The estimates presented here are based on microsimulation modeling data. Although the parameters in the OncoSim model were estimated from the most reliable and representative data sources (Gauvreau et al., 2017), the projections of cancer incidence rate, mortality rate, and management cost to year 2050 rely on the assumption that the past trends of CRC incidence, death, and cost will continue during the projection period. This assumption faces the challenge of the unpredictability of the future. For example, the COVID-19 pandemic caused substantial interruptions and backlogs of the CRC screening programs among most Canadian provinces (Lee et al., 2023); however, OncoSim has not yet incorporated this impact into the CRC model. Another limitation is that the screening costs estimated from these analyses do not include the cost associated with the strategies used to increase the participation rate; therefore, additional costs may be underestimated.
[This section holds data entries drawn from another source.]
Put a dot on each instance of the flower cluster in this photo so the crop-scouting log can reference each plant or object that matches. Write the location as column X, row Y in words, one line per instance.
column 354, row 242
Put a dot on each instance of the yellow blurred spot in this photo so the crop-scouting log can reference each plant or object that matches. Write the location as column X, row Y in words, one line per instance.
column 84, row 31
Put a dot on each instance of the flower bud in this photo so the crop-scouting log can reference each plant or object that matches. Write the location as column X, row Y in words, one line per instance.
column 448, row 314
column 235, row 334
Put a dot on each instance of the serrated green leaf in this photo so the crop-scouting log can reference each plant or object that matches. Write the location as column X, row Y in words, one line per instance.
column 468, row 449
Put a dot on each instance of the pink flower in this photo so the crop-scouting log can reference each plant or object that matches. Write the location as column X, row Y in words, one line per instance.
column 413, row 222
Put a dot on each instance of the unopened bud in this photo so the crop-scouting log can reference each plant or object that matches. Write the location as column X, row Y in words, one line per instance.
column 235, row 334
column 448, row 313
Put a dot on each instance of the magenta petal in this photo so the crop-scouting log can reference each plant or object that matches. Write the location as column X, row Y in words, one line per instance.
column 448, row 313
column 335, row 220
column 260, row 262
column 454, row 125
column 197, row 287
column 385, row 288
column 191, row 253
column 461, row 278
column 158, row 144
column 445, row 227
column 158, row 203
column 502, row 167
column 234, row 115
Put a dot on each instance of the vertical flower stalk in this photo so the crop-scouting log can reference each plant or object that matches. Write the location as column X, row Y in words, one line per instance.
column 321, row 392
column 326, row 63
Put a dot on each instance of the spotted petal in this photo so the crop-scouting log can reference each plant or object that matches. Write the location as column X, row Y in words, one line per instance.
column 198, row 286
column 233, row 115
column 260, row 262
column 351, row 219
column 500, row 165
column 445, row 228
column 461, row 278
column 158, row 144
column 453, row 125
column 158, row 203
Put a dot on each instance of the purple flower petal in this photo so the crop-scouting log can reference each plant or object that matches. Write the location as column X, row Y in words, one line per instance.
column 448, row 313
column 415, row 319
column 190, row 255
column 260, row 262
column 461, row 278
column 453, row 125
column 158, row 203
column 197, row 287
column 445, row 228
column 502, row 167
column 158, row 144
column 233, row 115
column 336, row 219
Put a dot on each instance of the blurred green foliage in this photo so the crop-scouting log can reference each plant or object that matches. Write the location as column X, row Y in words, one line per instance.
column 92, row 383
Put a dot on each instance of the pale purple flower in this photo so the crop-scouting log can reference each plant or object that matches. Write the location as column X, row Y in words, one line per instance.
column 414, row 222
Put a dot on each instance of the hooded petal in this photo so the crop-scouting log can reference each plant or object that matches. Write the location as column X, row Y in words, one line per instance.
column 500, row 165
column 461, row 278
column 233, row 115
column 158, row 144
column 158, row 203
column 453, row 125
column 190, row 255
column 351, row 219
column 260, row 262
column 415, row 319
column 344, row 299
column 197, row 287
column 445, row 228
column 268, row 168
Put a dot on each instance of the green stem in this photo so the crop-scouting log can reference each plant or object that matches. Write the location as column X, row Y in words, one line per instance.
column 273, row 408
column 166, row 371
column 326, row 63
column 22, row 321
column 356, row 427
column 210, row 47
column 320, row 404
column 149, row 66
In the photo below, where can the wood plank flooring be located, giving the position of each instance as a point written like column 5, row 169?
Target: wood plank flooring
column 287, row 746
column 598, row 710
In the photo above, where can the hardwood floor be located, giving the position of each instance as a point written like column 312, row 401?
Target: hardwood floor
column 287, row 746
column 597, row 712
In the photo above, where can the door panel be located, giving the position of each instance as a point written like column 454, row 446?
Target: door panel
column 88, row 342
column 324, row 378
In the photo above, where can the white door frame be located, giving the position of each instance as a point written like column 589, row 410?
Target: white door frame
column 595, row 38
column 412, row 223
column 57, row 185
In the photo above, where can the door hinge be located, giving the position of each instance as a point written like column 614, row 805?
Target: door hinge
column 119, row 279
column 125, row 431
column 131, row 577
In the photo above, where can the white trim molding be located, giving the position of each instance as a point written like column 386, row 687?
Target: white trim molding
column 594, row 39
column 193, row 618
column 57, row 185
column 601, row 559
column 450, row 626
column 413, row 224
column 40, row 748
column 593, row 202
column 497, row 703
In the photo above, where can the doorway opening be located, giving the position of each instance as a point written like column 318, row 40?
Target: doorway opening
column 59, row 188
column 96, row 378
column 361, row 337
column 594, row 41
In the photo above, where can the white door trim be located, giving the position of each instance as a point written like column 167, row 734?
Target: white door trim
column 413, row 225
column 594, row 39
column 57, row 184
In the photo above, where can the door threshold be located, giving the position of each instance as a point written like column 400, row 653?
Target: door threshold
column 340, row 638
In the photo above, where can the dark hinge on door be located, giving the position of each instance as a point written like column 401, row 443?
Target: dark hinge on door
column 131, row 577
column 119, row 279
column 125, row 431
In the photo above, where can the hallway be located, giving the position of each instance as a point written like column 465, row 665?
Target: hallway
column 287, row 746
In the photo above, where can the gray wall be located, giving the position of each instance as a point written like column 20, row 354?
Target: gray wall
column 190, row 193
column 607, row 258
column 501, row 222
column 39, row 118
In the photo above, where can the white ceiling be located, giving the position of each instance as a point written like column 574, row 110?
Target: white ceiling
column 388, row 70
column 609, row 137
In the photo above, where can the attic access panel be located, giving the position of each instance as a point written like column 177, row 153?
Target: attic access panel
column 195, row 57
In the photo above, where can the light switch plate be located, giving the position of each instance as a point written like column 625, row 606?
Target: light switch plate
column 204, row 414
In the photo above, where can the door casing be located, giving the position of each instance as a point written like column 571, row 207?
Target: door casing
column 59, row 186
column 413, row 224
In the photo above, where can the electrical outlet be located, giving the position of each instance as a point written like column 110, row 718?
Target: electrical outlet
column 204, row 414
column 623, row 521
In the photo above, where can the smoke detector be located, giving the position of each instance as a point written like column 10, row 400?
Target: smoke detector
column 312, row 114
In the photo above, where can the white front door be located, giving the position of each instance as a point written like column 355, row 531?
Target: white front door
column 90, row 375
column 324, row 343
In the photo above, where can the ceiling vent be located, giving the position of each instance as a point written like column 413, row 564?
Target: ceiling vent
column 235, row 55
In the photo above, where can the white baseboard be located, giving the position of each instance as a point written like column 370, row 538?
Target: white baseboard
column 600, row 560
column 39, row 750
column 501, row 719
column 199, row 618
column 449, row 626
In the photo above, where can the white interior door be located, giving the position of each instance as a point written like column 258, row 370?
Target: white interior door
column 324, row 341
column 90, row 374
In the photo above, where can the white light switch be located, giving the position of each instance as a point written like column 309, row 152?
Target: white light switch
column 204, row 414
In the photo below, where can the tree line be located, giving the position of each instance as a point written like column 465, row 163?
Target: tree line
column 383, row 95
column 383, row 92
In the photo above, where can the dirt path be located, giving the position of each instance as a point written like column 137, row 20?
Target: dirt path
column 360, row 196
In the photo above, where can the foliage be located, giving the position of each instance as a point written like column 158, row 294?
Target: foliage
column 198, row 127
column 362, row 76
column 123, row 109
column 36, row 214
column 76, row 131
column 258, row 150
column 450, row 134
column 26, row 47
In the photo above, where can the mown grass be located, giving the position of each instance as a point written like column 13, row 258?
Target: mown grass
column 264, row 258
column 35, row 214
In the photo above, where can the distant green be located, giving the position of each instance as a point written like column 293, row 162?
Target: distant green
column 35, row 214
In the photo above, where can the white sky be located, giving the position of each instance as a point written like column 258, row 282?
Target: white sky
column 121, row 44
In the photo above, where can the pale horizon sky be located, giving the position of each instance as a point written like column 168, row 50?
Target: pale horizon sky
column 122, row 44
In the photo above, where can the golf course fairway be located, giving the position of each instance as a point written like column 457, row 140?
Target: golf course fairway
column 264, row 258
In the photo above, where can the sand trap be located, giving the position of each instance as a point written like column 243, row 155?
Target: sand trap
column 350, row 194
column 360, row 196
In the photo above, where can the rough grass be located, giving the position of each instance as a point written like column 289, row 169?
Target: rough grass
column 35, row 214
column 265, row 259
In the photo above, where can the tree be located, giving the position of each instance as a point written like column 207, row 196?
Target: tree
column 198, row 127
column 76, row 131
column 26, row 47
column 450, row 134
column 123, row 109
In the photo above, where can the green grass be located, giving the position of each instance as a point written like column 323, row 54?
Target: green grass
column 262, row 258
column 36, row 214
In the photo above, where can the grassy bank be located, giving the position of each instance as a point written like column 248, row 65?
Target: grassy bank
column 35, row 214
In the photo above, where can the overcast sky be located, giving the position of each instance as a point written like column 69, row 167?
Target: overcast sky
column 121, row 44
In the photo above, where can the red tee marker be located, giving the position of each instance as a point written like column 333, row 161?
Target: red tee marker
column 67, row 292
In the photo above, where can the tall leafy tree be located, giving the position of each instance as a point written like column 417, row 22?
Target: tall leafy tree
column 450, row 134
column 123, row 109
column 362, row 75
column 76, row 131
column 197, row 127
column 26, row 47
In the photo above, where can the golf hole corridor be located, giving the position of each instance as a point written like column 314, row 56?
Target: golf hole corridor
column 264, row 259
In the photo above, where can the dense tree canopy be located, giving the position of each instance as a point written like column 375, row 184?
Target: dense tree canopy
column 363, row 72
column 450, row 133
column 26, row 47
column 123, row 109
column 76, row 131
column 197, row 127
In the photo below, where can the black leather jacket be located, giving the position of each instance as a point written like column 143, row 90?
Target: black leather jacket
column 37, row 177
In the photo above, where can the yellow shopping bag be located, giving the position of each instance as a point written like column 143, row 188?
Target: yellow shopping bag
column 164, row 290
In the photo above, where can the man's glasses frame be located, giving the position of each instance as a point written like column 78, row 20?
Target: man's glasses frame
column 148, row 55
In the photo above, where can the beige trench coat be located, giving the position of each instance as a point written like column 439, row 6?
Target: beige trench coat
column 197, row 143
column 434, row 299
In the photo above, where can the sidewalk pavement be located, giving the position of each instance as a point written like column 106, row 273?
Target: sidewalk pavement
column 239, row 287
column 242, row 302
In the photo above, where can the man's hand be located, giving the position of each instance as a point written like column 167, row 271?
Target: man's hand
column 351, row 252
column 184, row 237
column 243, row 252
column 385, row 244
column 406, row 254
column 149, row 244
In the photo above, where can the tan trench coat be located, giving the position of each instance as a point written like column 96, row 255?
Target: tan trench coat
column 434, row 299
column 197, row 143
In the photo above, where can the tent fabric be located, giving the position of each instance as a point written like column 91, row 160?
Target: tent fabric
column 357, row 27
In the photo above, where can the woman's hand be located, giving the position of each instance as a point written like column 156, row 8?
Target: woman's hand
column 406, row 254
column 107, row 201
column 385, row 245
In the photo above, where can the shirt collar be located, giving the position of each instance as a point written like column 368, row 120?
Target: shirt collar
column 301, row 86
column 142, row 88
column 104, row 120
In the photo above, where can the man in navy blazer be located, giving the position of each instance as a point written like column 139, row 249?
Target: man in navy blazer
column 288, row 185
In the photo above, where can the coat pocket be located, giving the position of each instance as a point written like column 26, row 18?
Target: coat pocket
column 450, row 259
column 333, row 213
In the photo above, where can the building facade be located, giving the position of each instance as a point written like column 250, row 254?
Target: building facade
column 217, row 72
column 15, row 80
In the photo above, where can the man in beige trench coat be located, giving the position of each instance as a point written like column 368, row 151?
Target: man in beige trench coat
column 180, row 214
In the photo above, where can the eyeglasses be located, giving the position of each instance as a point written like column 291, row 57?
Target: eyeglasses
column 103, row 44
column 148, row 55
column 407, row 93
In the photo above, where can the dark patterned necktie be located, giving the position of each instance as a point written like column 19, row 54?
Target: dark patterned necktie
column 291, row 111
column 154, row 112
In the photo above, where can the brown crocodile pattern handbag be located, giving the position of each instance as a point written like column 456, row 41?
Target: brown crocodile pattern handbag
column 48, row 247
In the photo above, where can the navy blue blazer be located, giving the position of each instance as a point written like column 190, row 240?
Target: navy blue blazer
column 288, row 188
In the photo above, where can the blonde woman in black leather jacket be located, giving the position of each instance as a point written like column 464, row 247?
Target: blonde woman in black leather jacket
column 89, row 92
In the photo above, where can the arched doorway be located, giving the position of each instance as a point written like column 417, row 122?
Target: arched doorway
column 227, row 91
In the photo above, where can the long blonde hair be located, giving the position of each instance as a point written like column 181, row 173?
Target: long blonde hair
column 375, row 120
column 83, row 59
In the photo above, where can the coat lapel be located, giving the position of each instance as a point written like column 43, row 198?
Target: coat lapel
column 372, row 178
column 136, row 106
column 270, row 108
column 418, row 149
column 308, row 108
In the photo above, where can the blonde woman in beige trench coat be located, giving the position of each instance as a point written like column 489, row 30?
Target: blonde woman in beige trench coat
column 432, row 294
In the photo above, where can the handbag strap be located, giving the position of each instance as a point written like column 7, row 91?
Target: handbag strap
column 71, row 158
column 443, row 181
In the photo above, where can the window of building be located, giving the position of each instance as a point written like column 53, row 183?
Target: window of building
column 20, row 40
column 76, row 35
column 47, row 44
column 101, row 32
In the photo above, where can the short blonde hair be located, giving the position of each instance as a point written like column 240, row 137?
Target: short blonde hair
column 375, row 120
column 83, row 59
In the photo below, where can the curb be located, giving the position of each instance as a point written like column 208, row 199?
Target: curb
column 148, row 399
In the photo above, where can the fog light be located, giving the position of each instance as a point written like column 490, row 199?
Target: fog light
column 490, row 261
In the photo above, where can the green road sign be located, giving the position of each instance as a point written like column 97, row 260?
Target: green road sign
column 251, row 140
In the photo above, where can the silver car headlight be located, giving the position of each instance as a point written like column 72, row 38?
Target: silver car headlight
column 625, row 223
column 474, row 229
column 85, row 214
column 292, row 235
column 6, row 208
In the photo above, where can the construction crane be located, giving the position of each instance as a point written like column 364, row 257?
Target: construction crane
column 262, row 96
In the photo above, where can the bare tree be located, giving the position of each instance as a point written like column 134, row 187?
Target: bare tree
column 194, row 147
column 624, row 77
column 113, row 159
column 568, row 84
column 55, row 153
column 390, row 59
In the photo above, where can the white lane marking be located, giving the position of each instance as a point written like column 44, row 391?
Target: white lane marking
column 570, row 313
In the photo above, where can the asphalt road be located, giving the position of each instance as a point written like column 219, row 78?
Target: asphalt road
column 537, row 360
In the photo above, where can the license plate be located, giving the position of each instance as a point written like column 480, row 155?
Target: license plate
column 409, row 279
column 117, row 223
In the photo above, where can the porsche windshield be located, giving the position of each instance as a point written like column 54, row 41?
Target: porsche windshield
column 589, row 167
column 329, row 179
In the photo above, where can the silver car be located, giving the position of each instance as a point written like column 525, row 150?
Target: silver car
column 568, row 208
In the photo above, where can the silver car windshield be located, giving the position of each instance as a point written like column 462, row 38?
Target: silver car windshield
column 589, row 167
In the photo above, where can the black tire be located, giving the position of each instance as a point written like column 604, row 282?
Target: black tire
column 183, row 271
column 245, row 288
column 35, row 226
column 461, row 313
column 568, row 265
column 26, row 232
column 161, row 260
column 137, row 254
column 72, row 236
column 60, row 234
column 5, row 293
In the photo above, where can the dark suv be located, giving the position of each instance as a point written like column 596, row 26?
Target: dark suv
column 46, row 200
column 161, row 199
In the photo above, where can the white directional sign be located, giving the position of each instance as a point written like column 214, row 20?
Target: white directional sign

While these costs are not included in the models, the considerable gap in the cost per HAPY between the highest and lowest income quintiles suggests that promotional costs to increase participation would have to be considerable to offset the differences.

Conclusion

Targeting the CRC screening participation rates to 60% will improve health outcomes for individuals across the income spectrum, with the greatest impact observed among the lowest income quintiles in Canada. Overall, this intervention will be the most cost-effective and beneficial for individuals in the lowest income quintile. Although this intervention will incur additional screening costs, its implementation will reduce the treatment costs associated with CRC, as more individuals will be diagnosed at an earlier, more treatable stage.

Contributions to knowledge

What does this study add to existing knowledge?

  • Access barriers at the patient, provider, and health system levels have contributed to disparities in colorectal cancer (CRC) screening uptake in Canada. Among other factors, low household income has been strongly associated with low CRC screening participation.

  • This study uses the OncoSim microsimulation platform to project the impact of a screening participation rate of 60% on CRC health and economic outcomes among Canadians in different household income quintiles.

  • We found that increased screening will improve health outcomes for all individuals irrespective of household income. This intervention would be most cost-effective for individuals in the lowest income quintile.

What are the key implications for public health interventions, practice, or policy?

  • Targeted interventions aimed at increasing CRC screening participation could reduce income-related screening inequities.

  • Additional investment in strategies to increase CRC screening uptake could reduce the economic burden of CRC, as the diagnosis of more individuals at an early, more treatable stage will reduce CRC treatment costs.